- Born: August 3, 1828 Vincentown, New Jersey, U.S.
- Died: October 24, 1886 (aged 58) Mount Holly, New Jersey, U.S.
- Education: Wesleyan Female College, Wilmington, Delaware
- Occupations: Missionary teacher; school founder; textbook translator; Chinese-language newspaper editor;
- Employers: Ladies' China Missionary Society of Baltimore; Woman's Foreign Missionary Society of the Methodist Episcopal Church;
- Known for: Educational work in Fuzhou, China
- Notable work: "Feet Binding" (1877)
- Relatives: Sarah Hayes Woolston (sister)

= Beulah Woolston =

American missionary teacher (1828–1886)

Beulah Woolston (1828–1886) was a pioneering American missionary teacher in China. She was born in New Jersey and, together with her sister Sarah Hayes Woolston, dedicated more than two decades to educational work in Fuzhou, China. Through their affiliation with the Ladies' China Society, the sisters founded and supervised a boarding school for girls, established teacher training programs, and opened additional day schools in the region. They were also active in literary work, preparing and translating textbooks and editing a Chinese-language children's newspaper. Over the course of their careers, they helped train many Chinese women and girls, and became the first missionaries sent out by the Woman's Foreign Missionary Society of the Methodist Episcopal Church. Woolston returned to the U.S. for health reasons in the 1880s and died there in 1886.

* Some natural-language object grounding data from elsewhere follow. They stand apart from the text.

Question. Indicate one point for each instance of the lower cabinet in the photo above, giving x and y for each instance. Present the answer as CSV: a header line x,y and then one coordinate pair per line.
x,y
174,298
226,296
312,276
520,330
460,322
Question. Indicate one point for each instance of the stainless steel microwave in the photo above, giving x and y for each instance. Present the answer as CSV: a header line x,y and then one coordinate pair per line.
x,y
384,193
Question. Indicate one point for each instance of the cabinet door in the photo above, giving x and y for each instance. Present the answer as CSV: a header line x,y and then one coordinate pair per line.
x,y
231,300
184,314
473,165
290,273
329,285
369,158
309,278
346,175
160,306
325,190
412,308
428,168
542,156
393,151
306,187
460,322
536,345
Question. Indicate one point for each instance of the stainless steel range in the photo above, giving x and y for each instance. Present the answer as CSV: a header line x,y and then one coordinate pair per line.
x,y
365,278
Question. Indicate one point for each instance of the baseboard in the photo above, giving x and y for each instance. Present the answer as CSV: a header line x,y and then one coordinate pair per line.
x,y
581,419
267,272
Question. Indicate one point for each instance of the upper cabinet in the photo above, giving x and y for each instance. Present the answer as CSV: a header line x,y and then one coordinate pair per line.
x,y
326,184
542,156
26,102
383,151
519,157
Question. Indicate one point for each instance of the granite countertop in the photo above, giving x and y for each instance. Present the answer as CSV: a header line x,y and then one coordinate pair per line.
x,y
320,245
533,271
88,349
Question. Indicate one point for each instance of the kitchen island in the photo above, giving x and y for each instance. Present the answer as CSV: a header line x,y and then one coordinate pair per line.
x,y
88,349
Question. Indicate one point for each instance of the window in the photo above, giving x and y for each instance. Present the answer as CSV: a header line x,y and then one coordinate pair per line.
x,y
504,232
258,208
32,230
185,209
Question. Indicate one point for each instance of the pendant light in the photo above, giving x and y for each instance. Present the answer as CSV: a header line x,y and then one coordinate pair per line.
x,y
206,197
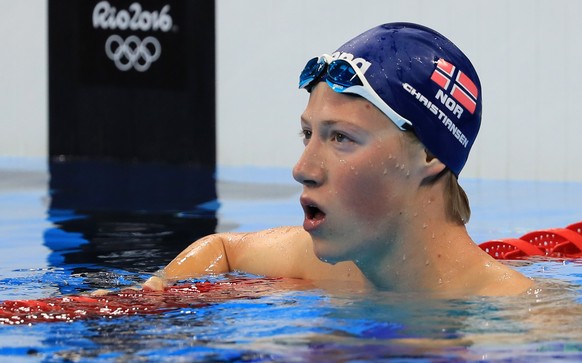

==Early life and education==
Beulah Woolston was born near Vincentown, New Jersey, on August 3, 1828. She was raised in a Christian home, and was converted and united with the church when about fifteen years old. After receiving preliminary education in Vincentown, she went with Miss Sarah H. Woolston, her sister and her life associate in home and work, to the Wesleyan Female College, at Wilmington, Delaware, where she was graduated with honor from both English and classical departments.

==Career==
She afterward taught for some years in the college, before responding to the call for missionary teachers in the China Mission. The sisters sailed for China, along with Phebe Potter (who soon married Erastus Wentworth), October 4, 1858. After a voyage of 147 days around the Cape of Good Hope, they landed at Shanghai, February 27, 1859, and reached Fuzhou, March 19. Their special work was to organize and superintend a boarding school for Chinese girls under the auspices of the China Female Missionary Society of Baltimore. The sisters were sent out by the parent board, American Methodist Episcopal Mission, but their school was supported by the Ladies' China Missionary Society of Baltimore (founded in 1848).

In 1859, they founded a training school for teachers in Fuzhou. Known as "Uk Ing", it was a girls' boarding school. They overcome the natural prejudices of the people, emphasized by the wrongs done them by foreign traders, and the lack of books, maps, charts for a well-established school. When Bishop John Burdon, of the Church of England, visited the school, he declared it to be the best-conducted girls' school in China.

The sisters' aim was to teach the girls such instruction as would make them useful in their own homes and in the spheres they must occupy in life, feeling that they could not conscientiously give time to teach anything that could be of no possible use to them in the future. In addition to the care of this school, hundreds of women visited them at their home. Every effort was made to utilize their visits for teaching. In addition to caring for the schools, the sisters provided many of the girls with clothing, teaching them to make their own, to cook, wash, and other details for the education of good housewives.

Even vacation days were busy, as they had to provide homes for many of the girls during the time. They also established a number of day schools at different and often distant points in their work, which they visited regularly, and often at great inconvenience and exposure to themselves. With all of this work, they found time for literary work such as preparation and translation of schoolbooks, as well as the editing of the Child's Illustrated Paper in Chinese.

During their twenty-five years' service they returned to the United States twice for rest and to recruit.

In 1871, when the Ladies' China Society became a part of the Woman's Foreign Missionary Society of the Methodist Episcopal Church, the Woolston sisters were its first missionaries.

In 1873, the sisters were affiliated with the Baltimore Female Academy.

==Later life==
In December, 1883, both sisters were ill, and returned to the U.S. for the last time. At times, Beulah seemed to improve. On October 24, 1886, she grew much worse, and died, at Mount Holly, New Jersey.

==Awards and honors==
The first instance of conferring Honorary Degrees by Wesleyan Female College, occurred on June 29, 1870, when the degree of Magistrix Artium was bestowed upon Annie Ryder Gracey (missionary teacher, India), Beulah Woolston (missionary teacher, Waugh Mission Seminary in China), and Sarah Hayes Woolston (missionary teacher, Waugh Mission Seminary in China), former graduates of Wesleyan Female College.